Search code examples
epplus

Detect and/or fail fast when attempting to load a docx package with EPPlus


I'm using EPPlus v6.1 and am adding in some detection of failure scenarios such as non-Excel files, which is working fine for non office files but is not working as expected for non-Excel files packed in the OfficeXml format such as Word docs. I would have expected it to fail in the new ExcelPackage(file) constructor or that the loaded package would expose a property that clearly determines that the file is a Word doc (or at least not an Excel doc).

There is no way that I can see to gracefully fail in this scenario. Some of the exposed properties will throw an exception, but the only non-exception flow that seems reasonable is checking that the Workbook.WorkSheets count is zero, although that seems to be a valid Excel scenario however unlikely or of little use it might be.
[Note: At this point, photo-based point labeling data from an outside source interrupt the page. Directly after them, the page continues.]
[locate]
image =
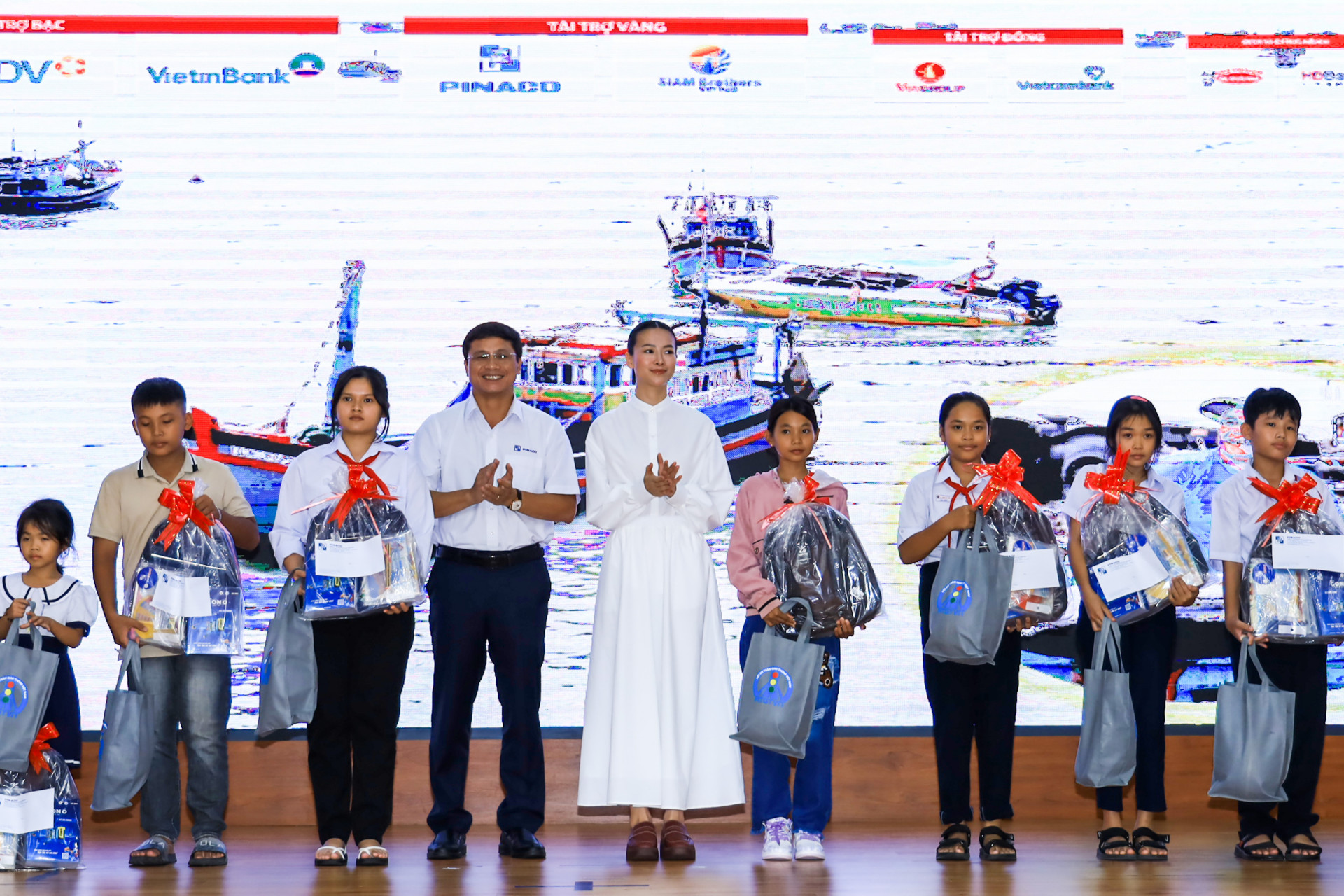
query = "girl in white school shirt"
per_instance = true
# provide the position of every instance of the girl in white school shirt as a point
(967, 701)
(360, 662)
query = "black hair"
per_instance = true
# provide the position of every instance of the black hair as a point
(961, 398)
(492, 330)
(377, 382)
(796, 405)
(52, 519)
(1273, 402)
(158, 390)
(644, 326)
(1126, 409)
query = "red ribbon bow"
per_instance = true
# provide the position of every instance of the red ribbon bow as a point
(1006, 476)
(41, 745)
(1112, 481)
(1288, 498)
(182, 507)
(365, 485)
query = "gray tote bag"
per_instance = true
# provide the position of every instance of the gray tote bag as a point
(968, 609)
(780, 684)
(289, 666)
(128, 738)
(1108, 748)
(1253, 739)
(26, 679)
Is there a way to check for non-Excel files that doesn't rely on Exceptions, file extensions, testing against potentially valid Excel scenarios, or cracking open the raw XML?


Solution

  • Since the xml-based office files are just zip archives and only xlsx files have a folder named "xl" on the top level, this should work:

    using FileStream fs = new FileStream(@"C:\tmp\excel.xlsx", FileMode.Open);
    using System.IO.Compression.ZipArchive za = new System.IO.Compression.ZipArchive(fs, ZipArchiveMode.Read);
    if (!za.Entries.Any(e => e.FullName.StartsWith("xl/")))
    {
     // not an excel file          
    }